Library preparation and sequencing for Genotyping-By-Sequencing (GBS) was performed at the Institute for Genomic Diversity (Cornell University, Ithaca, NY, USA) following a GBS protocol. DNA was digested with the ApeKI methylation-sensitive 5 base-pair (bp) recognition site restriction enzyme. The resulting fragments were ligated to Illumina HiSeq 2500 sequencing adapters and to adapters with sequence barcodes unique to each individual sample. GBS libraries were made in 96-sample plates (96-plex with 95 samples and one empty random cell). The sequence data and the genotypic database of SNPs were processed in the Tassel-5-GBS Production Pipeline software.

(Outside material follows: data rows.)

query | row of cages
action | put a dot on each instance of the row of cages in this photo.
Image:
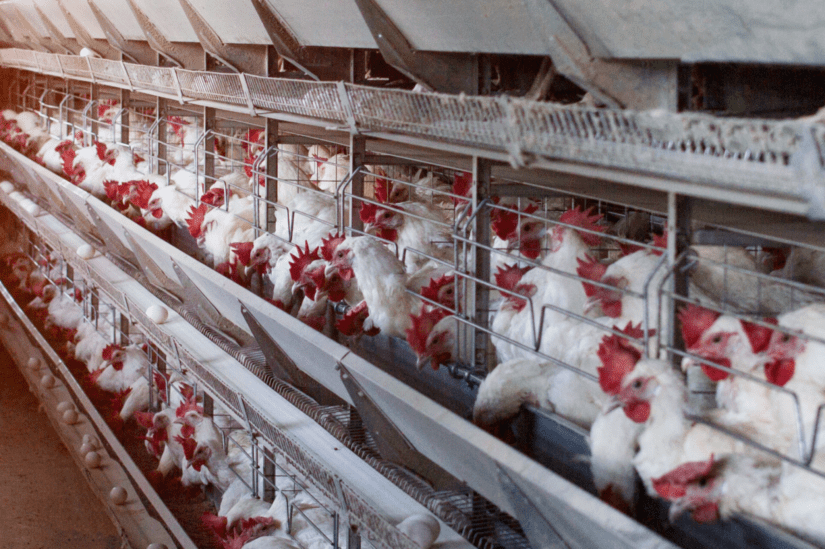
(540, 298)
(154, 387)
(721, 150)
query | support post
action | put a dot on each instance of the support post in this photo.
(124, 329)
(478, 295)
(357, 150)
(209, 126)
(94, 95)
(125, 103)
(160, 110)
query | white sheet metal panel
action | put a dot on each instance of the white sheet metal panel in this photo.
(331, 23)
(473, 455)
(478, 26)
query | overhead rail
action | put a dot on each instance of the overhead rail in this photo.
(777, 165)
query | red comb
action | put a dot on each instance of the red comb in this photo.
(695, 321)
(195, 219)
(660, 241)
(367, 212)
(505, 221)
(252, 137)
(584, 220)
(330, 243)
(422, 325)
(101, 150)
(673, 485)
(508, 276)
(381, 190)
(298, 263)
(145, 419)
(243, 251)
(143, 192)
(618, 357)
(432, 290)
(352, 322)
(758, 336)
(111, 188)
(160, 382)
(189, 445)
(215, 523)
(462, 185)
(590, 269)
(191, 405)
(109, 350)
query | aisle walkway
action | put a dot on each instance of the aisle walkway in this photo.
(45, 503)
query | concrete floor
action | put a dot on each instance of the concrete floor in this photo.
(45, 503)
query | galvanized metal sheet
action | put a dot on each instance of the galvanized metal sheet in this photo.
(167, 16)
(235, 21)
(120, 14)
(483, 26)
(723, 30)
(312, 352)
(330, 23)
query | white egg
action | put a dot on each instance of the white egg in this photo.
(32, 208)
(86, 251)
(118, 495)
(157, 314)
(92, 460)
(65, 405)
(48, 381)
(70, 417)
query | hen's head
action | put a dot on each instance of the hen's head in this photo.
(608, 300)
(639, 386)
(432, 337)
(301, 260)
(441, 290)
(618, 356)
(341, 261)
(694, 487)
(783, 349)
(581, 219)
(516, 295)
(725, 341)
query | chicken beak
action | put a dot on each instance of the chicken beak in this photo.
(687, 363)
(677, 509)
(612, 404)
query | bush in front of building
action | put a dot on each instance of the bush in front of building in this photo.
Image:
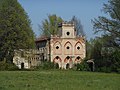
(7, 66)
(47, 65)
(83, 66)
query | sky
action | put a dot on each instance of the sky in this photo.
(84, 10)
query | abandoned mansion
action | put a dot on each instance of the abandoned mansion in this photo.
(65, 49)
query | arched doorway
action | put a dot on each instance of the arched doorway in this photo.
(67, 66)
(57, 62)
(22, 65)
(68, 62)
(91, 64)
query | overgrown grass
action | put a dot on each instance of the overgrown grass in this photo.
(58, 80)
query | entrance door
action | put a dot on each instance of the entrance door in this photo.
(22, 65)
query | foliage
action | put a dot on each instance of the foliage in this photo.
(15, 29)
(110, 26)
(106, 49)
(58, 80)
(50, 26)
(78, 26)
(83, 66)
(7, 66)
(47, 65)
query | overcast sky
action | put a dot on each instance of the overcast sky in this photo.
(85, 10)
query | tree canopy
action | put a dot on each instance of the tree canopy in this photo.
(110, 26)
(15, 29)
(106, 49)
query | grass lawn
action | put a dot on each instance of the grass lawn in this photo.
(58, 80)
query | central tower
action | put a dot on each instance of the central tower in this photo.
(68, 30)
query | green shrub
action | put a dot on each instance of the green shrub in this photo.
(7, 66)
(46, 65)
(105, 69)
(83, 66)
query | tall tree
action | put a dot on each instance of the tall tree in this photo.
(50, 26)
(110, 26)
(78, 26)
(15, 29)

Using as reference draft ZeaGBSv2.7 Production (TOPM Tags On Physical Map); which contains genotypes from a collection of more than 60,000 maize samples. A total of 955,690 SNPs distributed throughout the genome were called, of which 955,120 mapped to chromosomes 1–10, and 570 did not map to any chromosome. These first SNP data were subsequently filtered in Tassel by: (1) number of reads (Set Low Depth Genos to Missing, with a minimum value of 2); (2) frequency of the minor allele of at least 5% (MAF> 0.05) and; (3) loci present in at least 60% of the individuals. The resulting data was of 136,212 SNPs, which went to another filtering stage with Plink 1.9, using the following criteria: keep only SNPs under linkage equilibrium and loci present in at least 80% of the individuals (–indep-pairwise 50 10 0.2 --gene 0.2). Quality control for teosinte individuals excluded duplicated individuals and individuals with the highest missing data. The final data used for downstream analyses and presented here in plink format included 33,929 SNPs of 3,604 teosinte plants.